Susanne Wagner, die Leiterin des Hospizes, führte die KEK-Mitglieder durch die umgestalteten Räumlichkeiten der früheren Palliativstation und gab einen Einblick in den Alltag des fast 20-köpfigen Teams. „Wir verhelfen unheilbar Kranken bis zuletzt zu einem Leben in Würde“, betonte sie. Neben der Palliativstation, der ambulanten Palliativversorgung und dem ambulanten Hospizdienst der Malteser komplettiert das stationäre Hospiz die Hilfe für schwerstkranke Patienten in der Region.
Die Mitglieder des Ethikkomitees um Dr. Manfred Hausel zeigten sich beeindruckt. Auch das KEK, das seit 2008 besteht und inzwischen rund 25 Personen umfasst, bietet ein Forum für die Auseinandersetzung mit Fragen der Patientenaufklärung, Patientenverfügung, aber auch der Sterbebegleitung. „Mit unseren klinischen Ethikberatungen können wir einen wichtigen Beitrag leisten, schwierige Entscheidungen mithilfe von Experten und Moderatoren zu finden“, erklärt Hausel.
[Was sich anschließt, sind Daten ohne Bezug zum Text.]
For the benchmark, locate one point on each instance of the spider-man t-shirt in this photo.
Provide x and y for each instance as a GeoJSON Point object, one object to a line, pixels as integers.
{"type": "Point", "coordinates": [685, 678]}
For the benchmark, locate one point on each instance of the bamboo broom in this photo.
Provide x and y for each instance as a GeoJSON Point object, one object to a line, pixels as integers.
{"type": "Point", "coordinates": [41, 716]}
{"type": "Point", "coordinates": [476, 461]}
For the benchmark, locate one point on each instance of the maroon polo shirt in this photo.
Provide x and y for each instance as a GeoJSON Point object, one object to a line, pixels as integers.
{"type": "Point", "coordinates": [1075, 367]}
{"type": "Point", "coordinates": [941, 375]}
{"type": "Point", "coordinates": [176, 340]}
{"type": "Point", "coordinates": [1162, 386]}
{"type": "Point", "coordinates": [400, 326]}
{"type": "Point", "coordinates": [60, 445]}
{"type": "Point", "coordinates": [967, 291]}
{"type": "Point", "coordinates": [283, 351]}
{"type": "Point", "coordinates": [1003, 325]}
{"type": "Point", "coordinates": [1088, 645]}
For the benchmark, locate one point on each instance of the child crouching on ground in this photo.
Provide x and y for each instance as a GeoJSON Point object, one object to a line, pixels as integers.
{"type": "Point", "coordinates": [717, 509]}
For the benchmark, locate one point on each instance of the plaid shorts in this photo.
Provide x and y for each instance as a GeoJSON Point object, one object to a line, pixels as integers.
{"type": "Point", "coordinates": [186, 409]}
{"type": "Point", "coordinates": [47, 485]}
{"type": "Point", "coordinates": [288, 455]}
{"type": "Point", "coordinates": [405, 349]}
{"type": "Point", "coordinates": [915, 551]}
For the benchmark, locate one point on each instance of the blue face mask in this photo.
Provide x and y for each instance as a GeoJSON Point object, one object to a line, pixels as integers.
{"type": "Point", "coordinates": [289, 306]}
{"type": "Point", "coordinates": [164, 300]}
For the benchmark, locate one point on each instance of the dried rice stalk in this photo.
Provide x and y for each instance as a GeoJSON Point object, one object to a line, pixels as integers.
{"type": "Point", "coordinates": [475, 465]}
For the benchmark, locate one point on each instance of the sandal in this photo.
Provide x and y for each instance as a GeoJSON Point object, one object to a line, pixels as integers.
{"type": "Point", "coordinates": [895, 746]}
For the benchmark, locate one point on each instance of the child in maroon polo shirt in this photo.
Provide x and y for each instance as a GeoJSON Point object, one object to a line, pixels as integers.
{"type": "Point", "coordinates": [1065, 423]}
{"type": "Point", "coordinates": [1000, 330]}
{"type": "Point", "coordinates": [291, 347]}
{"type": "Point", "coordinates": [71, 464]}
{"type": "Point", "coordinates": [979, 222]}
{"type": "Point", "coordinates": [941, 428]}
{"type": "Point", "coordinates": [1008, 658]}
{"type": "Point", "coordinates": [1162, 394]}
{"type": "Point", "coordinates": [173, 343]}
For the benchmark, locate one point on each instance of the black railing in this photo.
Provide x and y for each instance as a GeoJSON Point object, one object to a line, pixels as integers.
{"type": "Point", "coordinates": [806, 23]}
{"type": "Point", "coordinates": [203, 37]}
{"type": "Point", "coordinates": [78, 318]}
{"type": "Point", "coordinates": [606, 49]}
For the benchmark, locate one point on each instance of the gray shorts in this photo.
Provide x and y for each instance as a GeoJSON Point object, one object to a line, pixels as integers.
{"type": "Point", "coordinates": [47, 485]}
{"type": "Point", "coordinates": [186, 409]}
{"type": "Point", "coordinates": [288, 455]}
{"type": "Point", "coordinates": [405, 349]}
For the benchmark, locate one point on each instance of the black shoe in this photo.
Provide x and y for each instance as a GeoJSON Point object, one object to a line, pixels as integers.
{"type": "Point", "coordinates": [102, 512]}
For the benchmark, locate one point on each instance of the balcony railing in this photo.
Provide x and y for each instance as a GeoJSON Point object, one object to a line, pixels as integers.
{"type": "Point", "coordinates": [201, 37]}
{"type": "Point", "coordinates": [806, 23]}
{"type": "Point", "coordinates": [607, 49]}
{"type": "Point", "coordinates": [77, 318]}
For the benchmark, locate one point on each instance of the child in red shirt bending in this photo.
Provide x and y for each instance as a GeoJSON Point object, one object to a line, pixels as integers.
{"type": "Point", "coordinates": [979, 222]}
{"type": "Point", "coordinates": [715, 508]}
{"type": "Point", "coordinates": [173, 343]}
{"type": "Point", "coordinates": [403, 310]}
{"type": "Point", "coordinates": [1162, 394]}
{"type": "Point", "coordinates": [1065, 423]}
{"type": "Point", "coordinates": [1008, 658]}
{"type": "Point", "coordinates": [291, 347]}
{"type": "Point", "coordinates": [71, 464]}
So komme es häufig vor, dass nicht klar sei, welche Maßnahmen für betroffene Patienten die besten seien oder dass es Uneinigkeit darüber zwischen den Beteiligten herrscht.
Es wurde vereinbart, dass bei Bedarf auch eine Beratung des Ethikkomitees mit Angehörigen eines schwer erkrankten Patienten vor Ort im Hospiz erfolgen könne.